Quels bels emboîtements en cascade pour un cataclysme en marche avec tout un peuple ! Litanie scandée par l’indication des deux narrateurs, et passage superbe à propos de l’écho dans « le matériau de ces innombrables corps immobiles » du message « messianique » nazi.
Sur les traces de sa mère déportée, Austerlitz visite Terezín avec son bazar, sa forteresse et son musée du ghetto.
« Il ne me semble pas que nous connaissions les règles qui président au retour du passé, mais j’ai de plus en plus l’impression que le temps n’existe absolument pas, qu’au contraire il n’y a que des espaces imbriqués les uns dans les autres selon les lois d’une stéréométrie supérieure, que les vivants et les morts au gré de leur humeur peuvent passer de l’un à l’autre, et plus j’y réfléchis, plus il me semble que nous qui sommes encore en vie, nous sommes aux yeux des morts des êtres irréels, qui parfois seulement deviennent visibles, sous un éclairage particulier et à la faveur de conditions atmosphériques bien précises. »
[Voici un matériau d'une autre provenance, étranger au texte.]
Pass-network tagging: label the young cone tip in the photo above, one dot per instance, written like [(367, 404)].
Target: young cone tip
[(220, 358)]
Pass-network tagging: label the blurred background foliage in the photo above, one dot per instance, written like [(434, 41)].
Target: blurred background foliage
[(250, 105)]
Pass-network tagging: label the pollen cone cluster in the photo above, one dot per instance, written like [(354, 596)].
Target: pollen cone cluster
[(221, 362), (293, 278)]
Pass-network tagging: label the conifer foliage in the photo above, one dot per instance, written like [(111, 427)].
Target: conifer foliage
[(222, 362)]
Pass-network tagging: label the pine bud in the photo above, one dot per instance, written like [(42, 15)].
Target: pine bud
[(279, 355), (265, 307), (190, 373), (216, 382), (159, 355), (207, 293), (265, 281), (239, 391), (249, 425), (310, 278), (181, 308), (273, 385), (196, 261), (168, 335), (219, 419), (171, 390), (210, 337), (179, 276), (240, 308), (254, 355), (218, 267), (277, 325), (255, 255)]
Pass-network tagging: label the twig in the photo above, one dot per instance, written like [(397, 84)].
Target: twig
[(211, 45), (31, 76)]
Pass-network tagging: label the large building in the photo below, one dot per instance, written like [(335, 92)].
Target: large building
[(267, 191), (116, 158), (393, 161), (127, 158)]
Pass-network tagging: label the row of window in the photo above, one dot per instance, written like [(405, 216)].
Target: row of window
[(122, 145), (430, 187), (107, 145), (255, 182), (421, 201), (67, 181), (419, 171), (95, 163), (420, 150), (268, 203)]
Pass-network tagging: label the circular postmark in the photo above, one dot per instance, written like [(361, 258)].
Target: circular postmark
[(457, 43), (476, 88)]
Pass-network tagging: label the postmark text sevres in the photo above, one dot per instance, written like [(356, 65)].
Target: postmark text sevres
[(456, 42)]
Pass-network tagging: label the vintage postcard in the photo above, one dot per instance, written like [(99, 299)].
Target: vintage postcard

Dans la foulée, il relate son séjour à Marienbad avec Marie de Verneuil (une Française dont il est proche), dans un étrange ressenti de désarroi et de discordance dû à sa résistance au retour de sa mémoire. Il reconnaît sourdement la gare Wilson d’où il partit pour Londres, envoyé par ses parents avec son petit sac à dos. La pérégrination dans l’espace et le temps continue avec Nuremberg, puis le camp de Theresienstadt. Dans ce dernier, les Allemands ont reconstitué une fallacieuse vitrine bienséante du ghetto afin de leurrer une commission d’inspection, aussi sinistre que cynique mascarade filmée « soit à des fins de propagande, soit pour légitimer à leurs yeux toute cette entreprise » : Le Führer offre une ville aux Juifs.
Ensuite Austerlitz cherche trace de son père, Maximilian, disparu à Paris.
« Ce genre d’intuitions me viennent immanquablement en des lieux qui appartiennent davantage au passé qu’au présent. Par exemple, lors de mes pérégrinations en ville, je jette quelque part un coup d’œil dans l’une de ces cours intérieures où rien n’a changé depuis des décennies, et je sens, physiquement presque, le cours du temps se ralentir dès qu’il entre dans le champ de gravitation des choses oubliées. Tous les moments de notre vie me semblent alors réunis en un seul espace, comme si les événements à venir existaient déjà et attendaient seulement que nous nous y retrouvions enfin, de même que, une fois que nous répondons à une invitation, nous nous retrouvons à l’heure dite dans la maison où nous devions nous rendre. Et ne serait-il pas pensable, poursuivit Austerlitz, que nous ayons aussi des rendez-vous dans le passé, dans ce qui a été et qui est déjà en grande part effacé, et que nous allions retrouver des lieux et des personnes qui, au-delà du temps d’une certaine manière, gardent un lien avec nous ? »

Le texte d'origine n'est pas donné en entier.